On the contrary, TimePicker
s are set according to my own 12/24-hour setting.
Is there any way to make DateFormat
s behave the same way as TimePicker
s ?
EDIT:
Here is my DateFormat
declaration:
timeFormat = DateFormat.getTimeInstance(DateFormat.SHORT, Locale.getDefault());
And here is where I set my TimePicker
to 12 or 24-hour mode.
tp.setIs24HourView(android.text.format.DateFormat.is24HourFormat((Context) this));
My Solution:
According to @Meno Hochschild's answer below, here is how I solved this tricky problem:
boolean is24hour = android.text.format.DateFormat.is24HourFormat((Context) this);
tp.setIs24HourView(is24hour); // tp is the TimePicker
timeFormat = DateFormat.getTimeInstance(DateFormat.SHORT, Locale.getDefault());
if (timeFormat instanceof SimpleDateFormat) {
String pattern = ((SimpleDateFormat) timeFormat).toPattern();
if (is24hour) {
timeFormat = new SimpleDateFormat(pattern.replace("h", "H").replace(" a",""), Locale.getDefault());
}
else {
timeFormat = new SimpleDateFormat(pattern.replace("H", "h"), Locale.getDefault());
}
}
After this, timeFormat
will correctly format dates whether your device is set to display times in a 24-hour format or in a 12-hour one. And the TimePicker
will be correctly set too.
If you have specified a pattern in SimpleDateFormat
then you have fixed the 12/24-hour mode, either 12-hour-mode in case of pattern symbol "h" (1-12) or 24-hour-mode in case of pattern symbol "H" (0-23). The alternatives "k" and "K" are similar with slightly different ranges.
That said, specifying a pattern makes your format independent from device setting!
The alternative would be to use DateFormat.getDateTimeInstance() which makes the time style dependent on system locale (if Locale.getDefault()
might change - or you have to deploy a mechanism how to ask the current device locale and then to set in Android-Java Locale.setDefault()
).
Another idea specific for Android is to ask directly the system settings using the string constant TIME_12_24 and then to specify a pattern dependent on this setting. This also seems to be possible by special method DateFormat.is24HourFormat() (note for your attention that Android has TWO different classes with name DateFormat
). Concrete example for this approach:
boolean twentyFourHourStyle =
android.text.format.DateFormat.is24HourFormat((Context) this);
DateFormat df = DateFormat.getTimeInstance(DateFormat.SHORT, Locale.getDefault());
if (df instanceof SimpleDateFormat) {
String pattern = ((SimpleDateFormat) df).toPattern();
if (twentyFourHourStyle) {
df = new SimpleDateFormat(pattern.replace("h", "H"), Locale.getDefault());
} else {
df = new SimpleDateFormat(pattern.replace("H", "h"), Locale.getDefault());
}
} else {
// nothing to do or change
}
You are of course free to refine the code for possible occurrences of k and K or watch out for use of literals h and H (then parse for apostrophs to ignore such parts in replace-method).

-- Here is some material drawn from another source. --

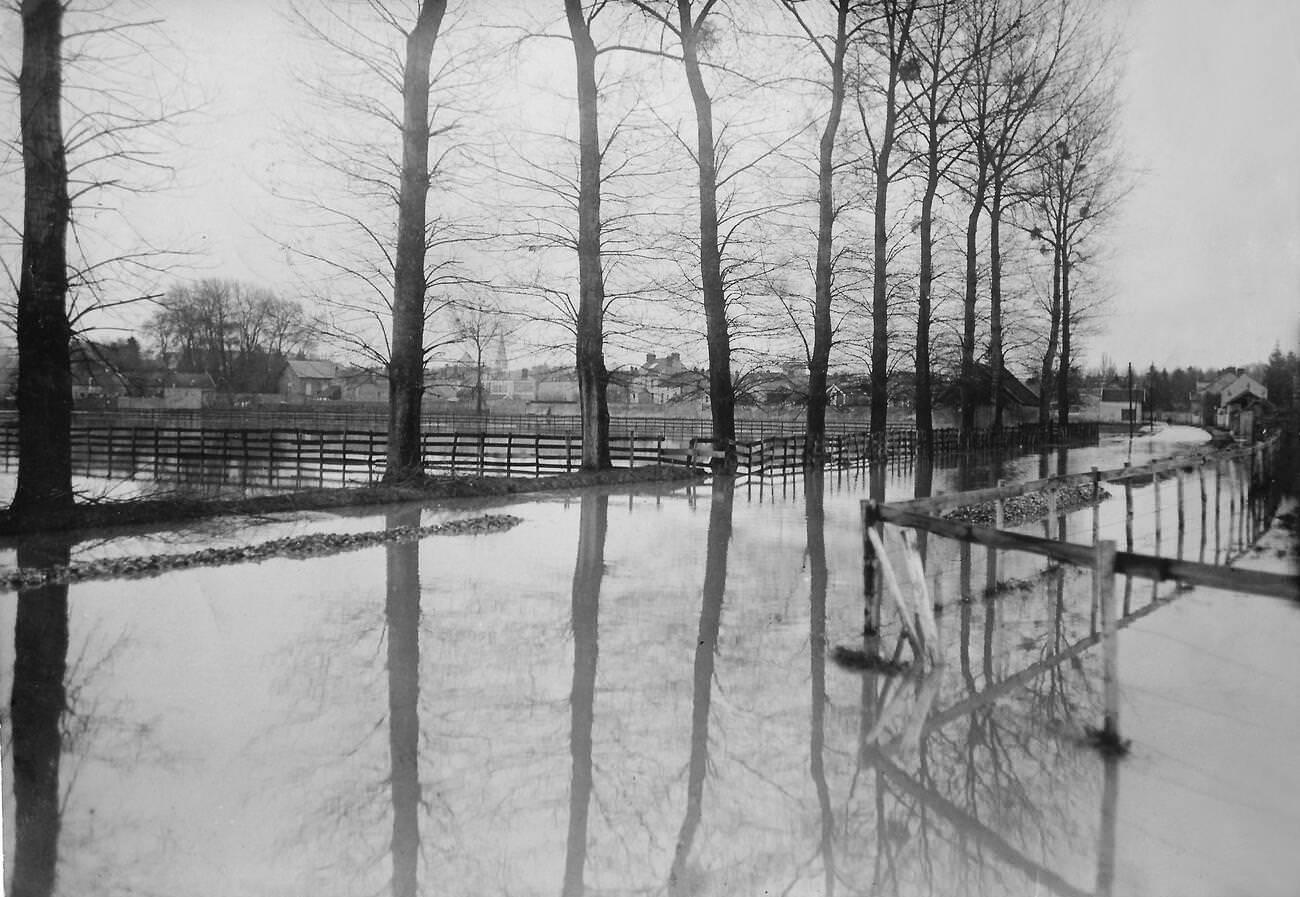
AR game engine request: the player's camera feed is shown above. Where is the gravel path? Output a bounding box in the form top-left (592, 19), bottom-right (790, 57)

The Original Solution, doesn't work well always. My solution is easier and elegant:
Locale.US By default is 12 hours, then we set as 12 hours.
We check if the user has checked 24 hours format, then we set a Locale with 24 hours as default.
boolean twentyFourHourStyle = android.text.format.DateFormat.is24HourFormat(context);
DateFormat timeFormat = DateFormat.getTimeInstance(DateFormat.SHORT, Locale.US);
if (twentyFourHourStyle) {
timeFormat = DateFormat.getTimeInstance(DateFormat.SHORT,Locale.FRANCE);
}
Solved with 3 lines ;)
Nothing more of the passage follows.